Derrick Palmer, a fellow organizer who works at JFK8, said they were inspired by the union drive in Bessemer and started collecting signatures as soon as that effort failed. He said they wanted to build on that momentum.

“We felt that it was super important that we started right when they took the loss,” he said, “Taking a defeat like that, we wanted to pick up where they left off.”

Palmer said that he and other organizers have already been contacted by workers at facilities in New Jersey, Pennsylvania, California, Texas and Florida who have expressed an interest in joining the Amazon Labor Union. 

Seth Goldstein, a veteran labor lawyer with the Office and Professional Employees International Union in New York, who is helping the newfound Amazon Labor Union pro bono, said that Palmer and Smalls have an uphill battle against Amazon.
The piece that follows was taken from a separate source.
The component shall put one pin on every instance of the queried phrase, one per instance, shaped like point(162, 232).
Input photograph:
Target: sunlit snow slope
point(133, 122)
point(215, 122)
“No one is going in there starry-eyed thinking that this is going to be anything other than the nastiest campaign in labor management history,” he said.

Labor experts said that by trying to form an independent union, organizers would be able to avoid some of Amazon’s anti-union messaging, which has in the past focused on maligning the established union shop as not representing the interests of workers.

At the rally Monday outside the NLRB office, Monica Moorehead, a retired schoolteacher from New Jersey, joined the group in solidarity. 

“Amazon workers are on the front line of the struggle” said Moorehead, who was there with members of the Workers World Party, adding that if Amazon workers can unionize, “it will create a tidal wave.”

Around two dozen people there to support the workers held signs encouraging Amazon to recognize the union, including ones that said “Fight Racism and Union Busting.”

NBC News has reached out to Amazon for comment.

Previously, on a website Amazon set up this year to persuade workers in Alabama to vote against unionization, the company wrote: “We’ve got you covered with great hourly rates, best-in-class healthcare benefits, and career advancement. There’s so much MORE you can do for your career and your family without paying dues.”

Ahead of the Bessemer, Alabama, union election, Amazon’s worldwide head of communications Drew Herdener said that the involvement of the Retail, Wholesale and Department Store Union marked an attempt by union head Stuart Appelbaum “to save his long declining union.”

“They won’t have the resources and experience of a seasoned national union,” said Rebecca Givan, an associate professor of management and labor relations at Rutgers University. “But they also avoid a lot of the anti-union attacks that come from Amazon and get to work together to shape their own priorities and tactics.”